Sail Squire only stared at her mutely.
She stepped closer. "I'll tell you something else. If you ever did tell him, I'd—"
He seemed as hard as she, as close to an extreme. But he mistook for reluctance the pause during which she allowed weight to accumulate on her statement Without meaning to, he yielded something when he indicated curiosity by raising an eyebrow. You'd what, sweetheart?
"—kill you," she said.
***
Only moments had passed with Terry standing on the ledge of the masonry wall near the JFK Building. Now he saw Joan pushing through the crowd. She had seen him first, and when his eyes fell on her she waved, but there was doom in the gesture, not joy. He thought that was because of the scene she'd found herself in. He hopped down from the wall but remained by it, waiting for her.
She ran across the last stretch of the brick pavement. With none of the composure he'd thought of as her absolute possession, she threw herself on him. He took her weight without budging.
She held him as she rarely had before, and he misunderstood entirely. "They didn't get him," he said. "He got away."
"Who?"
"The senator. They would have killed him, but they didn't. He's safe. He's gone. It's Bright I just can't find."
"What?"
"Bright disappeared. I don't know what happened to him." Even as he spoke, with his mouth and nose at her hair, his hands tight on her slim hips, Terry began scanning the plaza again. Most of the crowd, heading off toward the Common or thronging the subway stop, had their backs to him. Even so, it was such a simple matter seeing them all as white.

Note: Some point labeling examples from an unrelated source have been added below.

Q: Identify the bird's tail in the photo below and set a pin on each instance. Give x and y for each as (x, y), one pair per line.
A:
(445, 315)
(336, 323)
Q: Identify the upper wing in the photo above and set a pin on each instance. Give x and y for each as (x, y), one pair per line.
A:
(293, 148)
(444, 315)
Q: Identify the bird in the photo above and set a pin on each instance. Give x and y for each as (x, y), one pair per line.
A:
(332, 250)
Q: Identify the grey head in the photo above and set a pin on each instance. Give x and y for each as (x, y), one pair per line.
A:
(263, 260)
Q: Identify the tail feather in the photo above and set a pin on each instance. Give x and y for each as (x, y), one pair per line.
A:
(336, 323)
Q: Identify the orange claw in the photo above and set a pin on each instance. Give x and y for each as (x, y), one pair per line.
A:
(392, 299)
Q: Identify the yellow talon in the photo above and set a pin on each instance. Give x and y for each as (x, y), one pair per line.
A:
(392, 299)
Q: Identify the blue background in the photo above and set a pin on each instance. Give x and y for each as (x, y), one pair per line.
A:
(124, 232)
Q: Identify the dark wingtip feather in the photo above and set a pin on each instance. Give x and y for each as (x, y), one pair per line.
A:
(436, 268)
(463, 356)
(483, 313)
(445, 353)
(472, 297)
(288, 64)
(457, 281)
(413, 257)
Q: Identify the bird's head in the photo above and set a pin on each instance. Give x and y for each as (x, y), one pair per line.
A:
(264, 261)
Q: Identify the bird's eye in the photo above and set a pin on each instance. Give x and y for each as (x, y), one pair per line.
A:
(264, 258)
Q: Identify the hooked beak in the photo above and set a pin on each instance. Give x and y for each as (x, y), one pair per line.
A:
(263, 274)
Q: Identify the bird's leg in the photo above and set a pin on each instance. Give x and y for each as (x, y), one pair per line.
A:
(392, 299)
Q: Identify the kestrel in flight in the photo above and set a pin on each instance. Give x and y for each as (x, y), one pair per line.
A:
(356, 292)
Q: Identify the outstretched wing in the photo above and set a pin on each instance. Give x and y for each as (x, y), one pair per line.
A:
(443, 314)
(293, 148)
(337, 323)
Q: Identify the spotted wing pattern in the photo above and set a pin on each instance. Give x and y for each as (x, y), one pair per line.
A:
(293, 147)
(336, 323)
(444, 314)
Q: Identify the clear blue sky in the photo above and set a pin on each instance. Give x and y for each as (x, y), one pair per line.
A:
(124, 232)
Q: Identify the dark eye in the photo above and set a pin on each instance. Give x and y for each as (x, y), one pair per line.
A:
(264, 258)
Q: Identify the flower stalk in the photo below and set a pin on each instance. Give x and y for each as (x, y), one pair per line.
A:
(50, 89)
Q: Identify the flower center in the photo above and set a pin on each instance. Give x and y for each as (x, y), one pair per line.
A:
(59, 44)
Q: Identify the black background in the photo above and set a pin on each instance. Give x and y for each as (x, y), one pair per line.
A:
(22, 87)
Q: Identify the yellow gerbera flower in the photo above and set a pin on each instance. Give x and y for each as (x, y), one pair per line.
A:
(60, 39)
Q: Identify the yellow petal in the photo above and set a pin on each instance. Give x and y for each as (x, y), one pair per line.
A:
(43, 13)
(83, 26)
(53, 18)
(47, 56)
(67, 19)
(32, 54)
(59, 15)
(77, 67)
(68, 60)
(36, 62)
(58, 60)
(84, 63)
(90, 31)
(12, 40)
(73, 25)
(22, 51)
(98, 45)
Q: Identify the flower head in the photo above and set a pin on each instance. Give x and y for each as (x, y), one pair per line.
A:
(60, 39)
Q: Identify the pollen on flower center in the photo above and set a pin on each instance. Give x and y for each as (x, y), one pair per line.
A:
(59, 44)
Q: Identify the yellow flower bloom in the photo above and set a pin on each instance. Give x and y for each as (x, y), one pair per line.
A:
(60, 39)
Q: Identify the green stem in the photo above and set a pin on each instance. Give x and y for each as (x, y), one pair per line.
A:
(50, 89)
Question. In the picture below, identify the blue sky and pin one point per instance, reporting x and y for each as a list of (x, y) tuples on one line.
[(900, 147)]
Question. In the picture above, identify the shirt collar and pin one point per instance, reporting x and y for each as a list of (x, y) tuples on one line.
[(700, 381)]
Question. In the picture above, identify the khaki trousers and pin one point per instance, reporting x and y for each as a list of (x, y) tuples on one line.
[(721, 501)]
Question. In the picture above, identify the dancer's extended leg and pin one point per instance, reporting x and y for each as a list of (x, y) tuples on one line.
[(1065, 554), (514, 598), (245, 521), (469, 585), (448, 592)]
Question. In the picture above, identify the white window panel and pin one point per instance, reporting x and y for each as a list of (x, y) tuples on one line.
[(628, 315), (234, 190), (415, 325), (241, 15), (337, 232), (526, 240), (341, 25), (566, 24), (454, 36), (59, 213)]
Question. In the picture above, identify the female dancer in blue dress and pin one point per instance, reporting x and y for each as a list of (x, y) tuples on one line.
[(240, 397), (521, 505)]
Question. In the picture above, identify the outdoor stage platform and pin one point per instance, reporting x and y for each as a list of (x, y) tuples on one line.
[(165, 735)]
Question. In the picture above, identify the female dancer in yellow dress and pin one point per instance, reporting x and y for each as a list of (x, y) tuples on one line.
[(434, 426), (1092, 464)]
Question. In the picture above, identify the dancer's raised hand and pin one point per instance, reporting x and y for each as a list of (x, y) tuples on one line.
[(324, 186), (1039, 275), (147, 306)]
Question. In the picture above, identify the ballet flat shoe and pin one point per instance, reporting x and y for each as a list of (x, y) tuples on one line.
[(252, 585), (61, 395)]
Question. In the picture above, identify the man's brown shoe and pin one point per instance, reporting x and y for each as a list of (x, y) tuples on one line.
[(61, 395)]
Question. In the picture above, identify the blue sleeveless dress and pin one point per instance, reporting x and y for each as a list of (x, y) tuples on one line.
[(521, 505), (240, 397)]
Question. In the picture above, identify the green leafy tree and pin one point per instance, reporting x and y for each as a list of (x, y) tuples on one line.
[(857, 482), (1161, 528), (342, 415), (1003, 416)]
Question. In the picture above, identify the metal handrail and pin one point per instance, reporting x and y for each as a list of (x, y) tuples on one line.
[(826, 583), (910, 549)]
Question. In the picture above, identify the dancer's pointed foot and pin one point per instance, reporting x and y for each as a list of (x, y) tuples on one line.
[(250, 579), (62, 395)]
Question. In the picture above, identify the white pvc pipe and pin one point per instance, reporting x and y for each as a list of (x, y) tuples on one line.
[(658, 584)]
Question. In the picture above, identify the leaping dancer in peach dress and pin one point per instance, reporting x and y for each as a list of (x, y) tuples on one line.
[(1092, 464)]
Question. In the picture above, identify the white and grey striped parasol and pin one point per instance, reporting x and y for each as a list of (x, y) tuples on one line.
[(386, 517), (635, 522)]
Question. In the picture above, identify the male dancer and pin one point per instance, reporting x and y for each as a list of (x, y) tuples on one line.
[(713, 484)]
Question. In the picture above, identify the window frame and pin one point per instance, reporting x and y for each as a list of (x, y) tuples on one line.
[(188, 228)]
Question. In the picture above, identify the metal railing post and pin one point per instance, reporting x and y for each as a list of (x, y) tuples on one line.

"Christ," Terry said then, "look who's here."
As Squire passed the tag ends of the crowd, coming through them, the men and women gave way for him ever so slightly, and Terry recognized his brother's power. And at that moment it was only a relief to do so. Mullen came up behind, but it was only his brother whom Terry saw.
"Nick, Nick—I can't find Bright."
Squire had once searched for ways to get his brother to need him. He'd imagined Terry capsizing out in the harbor channel and waving desperately from the upturned hull of a dinghy. He'd imagined him getting stuck in the narrow storm pipe below the navy yard, pulling him out by his heels. He'd even imagined him asking for a job after he left the seminary. But the wish to help his brother had died with the expectation that he ever would. Besides, he was now thinking of Joan.